A short course (three to five days) of high-dose corticosteroids may be used to reduce inflammation in severe exacerbations, but these medications do not provide any long-term benefits. Other treatments are also useful, including H.P. Acthar Gel, a preparation of adrenocorticotropic hormones (ACTH). The gel is given following injection and provides an extended release of ACTH to treat MS relapses in adults.
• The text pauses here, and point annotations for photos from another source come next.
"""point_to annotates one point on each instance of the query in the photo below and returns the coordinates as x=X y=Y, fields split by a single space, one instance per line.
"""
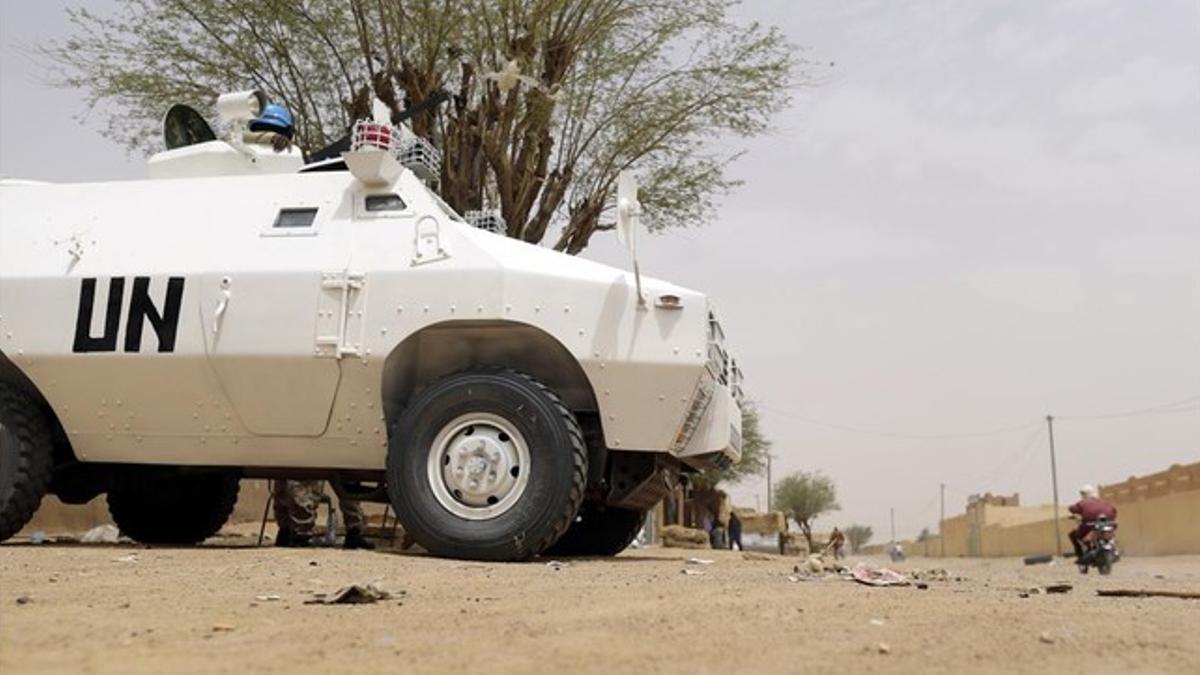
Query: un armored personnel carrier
x=241 y=314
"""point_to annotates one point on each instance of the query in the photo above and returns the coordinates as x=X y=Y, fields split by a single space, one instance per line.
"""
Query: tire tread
x=34 y=460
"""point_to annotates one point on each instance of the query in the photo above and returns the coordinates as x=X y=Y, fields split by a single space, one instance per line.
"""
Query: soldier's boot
x=289 y=539
x=354 y=539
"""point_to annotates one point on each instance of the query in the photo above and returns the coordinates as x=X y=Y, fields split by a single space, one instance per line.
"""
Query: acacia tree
x=858 y=536
x=805 y=496
x=754 y=454
x=550 y=99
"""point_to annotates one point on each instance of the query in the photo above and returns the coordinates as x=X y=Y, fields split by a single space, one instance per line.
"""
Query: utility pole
x=941 y=524
x=1054 y=481
x=771 y=487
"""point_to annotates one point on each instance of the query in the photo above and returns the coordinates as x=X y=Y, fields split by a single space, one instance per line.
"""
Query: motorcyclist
x=1089 y=508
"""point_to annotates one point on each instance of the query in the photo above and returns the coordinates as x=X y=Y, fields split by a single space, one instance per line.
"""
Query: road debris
x=1050 y=589
x=102 y=535
x=679 y=537
x=354 y=593
x=1143 y=593
x=870 y=575
x=935 y=574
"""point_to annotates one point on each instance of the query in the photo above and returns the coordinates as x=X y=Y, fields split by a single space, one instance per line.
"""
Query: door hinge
x=340 y=315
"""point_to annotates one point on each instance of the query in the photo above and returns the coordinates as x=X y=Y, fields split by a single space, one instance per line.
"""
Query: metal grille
x=486 y=219
x=419 y=156
x=414 y=153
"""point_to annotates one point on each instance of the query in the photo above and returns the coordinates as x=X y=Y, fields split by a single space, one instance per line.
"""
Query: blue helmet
x=274 y=118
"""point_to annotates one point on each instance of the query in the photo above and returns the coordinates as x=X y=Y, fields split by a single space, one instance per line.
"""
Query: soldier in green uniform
x=295 y=513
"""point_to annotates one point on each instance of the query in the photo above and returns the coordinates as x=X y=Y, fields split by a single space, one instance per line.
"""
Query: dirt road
x=126 y=608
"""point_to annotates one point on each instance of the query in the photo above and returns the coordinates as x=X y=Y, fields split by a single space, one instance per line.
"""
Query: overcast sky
x=989 y=211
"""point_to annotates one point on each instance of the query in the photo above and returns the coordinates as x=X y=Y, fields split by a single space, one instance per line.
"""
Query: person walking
x=295 y=513
x=735 y=531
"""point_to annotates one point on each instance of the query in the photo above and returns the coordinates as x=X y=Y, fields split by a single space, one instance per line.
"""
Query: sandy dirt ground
x=133 y=609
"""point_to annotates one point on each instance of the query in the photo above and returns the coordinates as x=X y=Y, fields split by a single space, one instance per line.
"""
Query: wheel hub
x=479 y=466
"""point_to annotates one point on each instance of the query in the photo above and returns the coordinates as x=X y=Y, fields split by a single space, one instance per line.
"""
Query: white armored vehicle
x=241 y=314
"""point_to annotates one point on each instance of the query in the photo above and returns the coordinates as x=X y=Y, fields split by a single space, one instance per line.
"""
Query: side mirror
x=629 y=215
x=629 y=210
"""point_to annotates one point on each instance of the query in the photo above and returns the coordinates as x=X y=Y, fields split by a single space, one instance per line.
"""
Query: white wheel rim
x=478 y=466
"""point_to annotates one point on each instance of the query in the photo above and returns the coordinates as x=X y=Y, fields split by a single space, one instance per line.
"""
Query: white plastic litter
x=101 y=535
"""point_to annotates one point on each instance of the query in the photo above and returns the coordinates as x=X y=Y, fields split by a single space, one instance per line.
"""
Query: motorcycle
x=1099 y=547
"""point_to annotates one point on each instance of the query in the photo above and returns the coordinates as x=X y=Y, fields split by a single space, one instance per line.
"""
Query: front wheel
x=600 y=532
x=486 y=465
x=25 y=459
x=185 y=508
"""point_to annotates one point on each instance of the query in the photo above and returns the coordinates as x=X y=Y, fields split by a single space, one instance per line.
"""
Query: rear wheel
x=173 y=509
x=486 y=465
x=599 y=532
x=25 y=459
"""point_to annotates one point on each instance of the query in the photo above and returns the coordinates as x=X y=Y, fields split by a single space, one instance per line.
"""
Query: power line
x=899 y=434
x=1182 y=405
x=1162 y=408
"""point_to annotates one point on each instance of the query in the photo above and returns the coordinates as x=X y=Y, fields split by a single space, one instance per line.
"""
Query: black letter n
x=107 y=341
x=142 y=308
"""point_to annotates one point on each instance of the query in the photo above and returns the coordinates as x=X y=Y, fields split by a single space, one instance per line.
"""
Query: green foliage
x=804 y=496
x=606 y=85
x=754 y=454
x=858 y=536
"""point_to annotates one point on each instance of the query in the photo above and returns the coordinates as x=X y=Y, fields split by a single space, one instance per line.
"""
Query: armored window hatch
x=382 y=203
x=289 y=219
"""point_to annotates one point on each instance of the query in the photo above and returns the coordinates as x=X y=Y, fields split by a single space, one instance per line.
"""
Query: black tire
x=555 y=481
x=27 y=459
x=599 y=532
x=173 y=509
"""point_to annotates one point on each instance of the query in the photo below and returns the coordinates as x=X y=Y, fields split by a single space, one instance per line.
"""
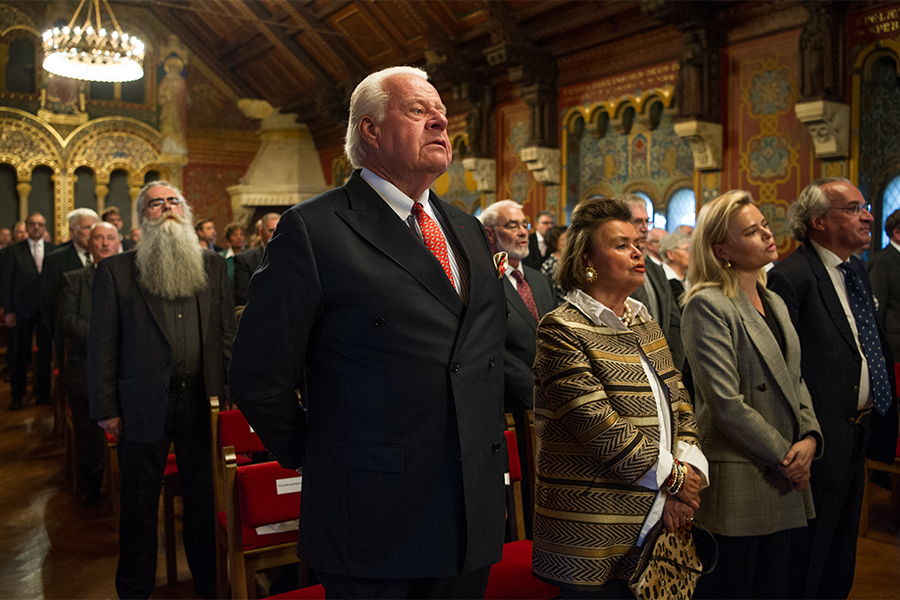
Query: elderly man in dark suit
x=390 y=308
x=847 y=370
x=162 y=322
x=884 y=271
x=73 y=323
x=656 y=293
x=246 y=263
x=22 y=266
Due to the high cost, use of the gel is limited but may be administered in those who cannot tolerate glucocorticoids. Plasmapheresis, or plasma exchange, is another option when there is a poor patient response to typical steroid treatment.

Inpatient Rehabilitation for MS

Inpatient rehabilitation is beneficial for those living with MS. Early rehabilitation interventions can reduce complications of MS, including contractures, pressure sores and muscle atrophy. Rehabilitation may also be helpful in avoiding falls, improving speech and reducing mood disorders and cognitive issues.

Rehabilitation for MS uses a comprehensive approach that includes physical therapy, occupational therapy, speech and language therapy and vision rehabilitation.

  • Physical therapy addresses mobility issues that are common in all types of MS. It can be helpful in reducing pain and spasticity, improving balance, building strength and increasing coordination and flexibility. Therapists can also help in identifying mobility devices that meet the needs of the individual.
  • Occupational therapy helps address the challenges of daily living and improve function at home or in the workplace. Occupational therapists work with patients to conserve energy by performing tasks more efficiently. They can recommend adaptive technologies that improve independence and assist individuals in developing strength and improving range of motion through exercise.
  • Speech/language therapy is useful for those who have trouble with swallowing, speaking, and breathing. They can also assist with speech issues including articulation, speech volume, voice quality, or slow speech.
  • Vision rehabilitation begins with a vision assessment to identify issues that may impede a patient’s ability to navigate their environment. Using technology to retrain the brain on how to effectively use eye movements can reduce deficits and improve vision.

The content of this site is for informational purposes only and should not be taken as professional medical advice. Always seek the advice of your physician or other qualified healthcare provider with any questions you may have regarding any medical conditions or treatments.